A: First and foremost, this crisis has demonstrated the importance of SLPs as an integral part of the multidisciplinary team caring for individuals with COVID-19. Opportunities to find creative ways to serve our patients at this time have also presented themselves. Telehealth has become a priority across the board – from hospitals to outpatient and university clinics, private practices and school systems. 
The Speech-Language Institute (SLI) here at Salus has been quick to upgrade our telehealth infrastructure to allow us to continue to serve our pediatric and adult clients during this upcoming summer semester. The entire team has rallied to work on training to become proficient in the use of telehealth technology to provide services to our clients and supervision and guidance to our student clinicians. Rehabilitation and education specialists, like SLPs, are known for being creative, flexible and able to adapt to changing situations and environments. I think that the therapy landscape will be changed for many years to come, with patients and families actively seeking opportunities to engage in teletherapy. We are in an excellent position to provide these services through the SLI.  

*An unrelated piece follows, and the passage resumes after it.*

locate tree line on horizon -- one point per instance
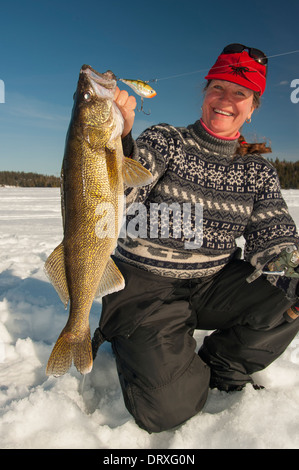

As far as teaching, there has definitely been a period of adjustment since transitioning from classroom to online instruction. Both faculty and students have had to work hard to find the right balance between “live” and recorded class meetings. In my opinion, we have done an excellent job in maintaining our faculty-student-clinical educator connections despite the distance between us. I think that there will be long-lasting changes to the institutions of healthcare and education that will influence the way that we practice as SLPs. I look forward to working with the students and my fellow colleagues at Salus to find creative and innovative solutions to the many clinical and professional challenges that we are likely to face in the years to come!